For visits outside regular gallery hours, please email mdrewes@wesleyseminary.edu or nabentsienchill@gmail.com.

Artist Statement

As an exhibition, Pray for Rain explores both physical and spiritual dimensions of migration as elements of the experience that are often overlooked or rarely discussed. This exploration is grounded in personal memories of my grandmother, a devoted gardener who migrated from Ghana and offered her prayers to the new land she could never quite call home. The exhibition’s title is, at once, a position, a statement, and a prescription, for the emigrant who is fundamentally a seeker of safety and sustenance.

The exhibition asks:

What does it mean to pray for rain?

To seek nourishment amid uncertainty?

To surrender to trust in moments of deep vulnerability?

The research underpinning these works looks to nature for insight into how living things adapt and thrive in new environments. It follows the nomadic paths of four plants—sorghum (Sudano-Sahelian bicolor), besobela (Ethiopian holy basil), okra, and tobacco—along parallel routes of African migration. In tracing these botanical journeys, the exhibition uncovers intertwined stories of transformation. Drawing from papermaking techniques, these plants (and raindrops) serve as the primary materials in the works presented here.

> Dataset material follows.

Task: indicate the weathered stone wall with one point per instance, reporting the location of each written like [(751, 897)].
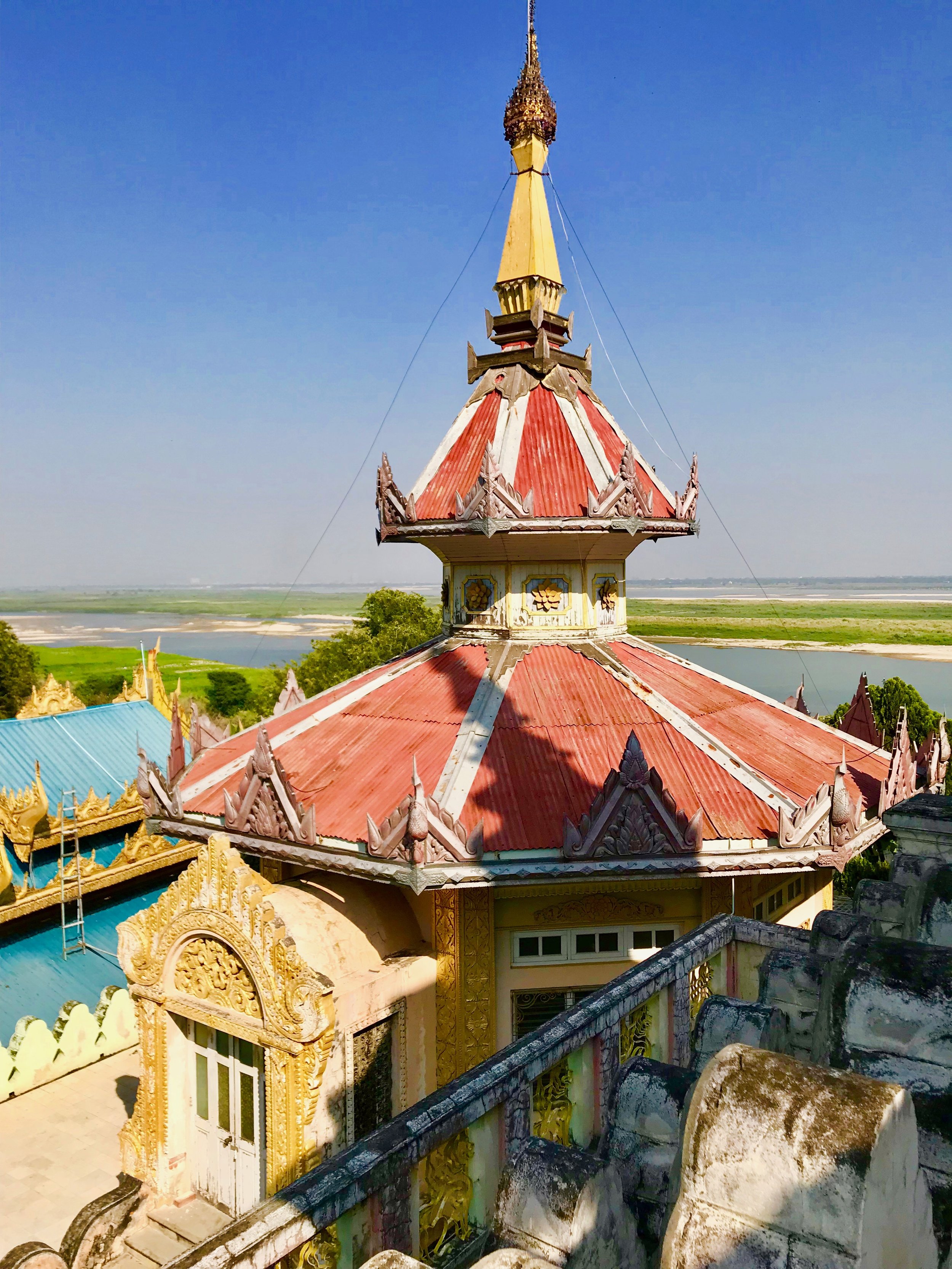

Through their organic forms, these works imagine themselves as brief glimpses into the embryonic, yet assured stages of transformation. They are prayers in progress.

Ama BE, Luce Center Artist-in-Residence 2024-2025

Memoriam

This exhibition is dedicated to the memory of my maternal grandmother, Madam Mary Akosua Benyako, and to Ned Bachman, youth leader at Foundry United Methodist Church who taught us to ask questions, serve community and attune to the Divine in humble spaces.

Gallery Reflection

To Pray for Rain is to hope for nourishment in uncertain terrain. It is a posture of vulnerability and a gesture of faith. In Pray for Rain, Ama BE honors the quiet, often invisible processes of migration. When home is no longer something tangible, the spiritual and physical meet in the search for new footing.

Scripture tells countless stories of people uprooted and on the move: Abraham setting out not knowing where he was going, Ruth gleaning in a foreign land, and Elijah praying for rain on a mountaintop. They are stories not just of movement, but of becoming. These scriptures point us toward rocky places, where the need for sustenance is physical and spiritual. And what of the journeys unrecorded? In the moments between verses and miracles, what humble prayers have been offered?

In Pray for Rain, Ama BE invites us into soft, unfolding spaces of transformation. Consider how her work can prompt contemplation for uncertainties of our own and for greater curiosity toward the quiet metamorphoses of those around us. In this space, we can ask ourselves: Whose migrations remain invisible to us? What does it mean to be tender with the process of becoming? What prayers have accompanied our own migrations: spiritual, physical, or emotional? How are the prayers of others shaping the world we live in?

Let this space be one of reverence for memory, for land, for journeys, and for transformation. Let it be a place to pray for rain.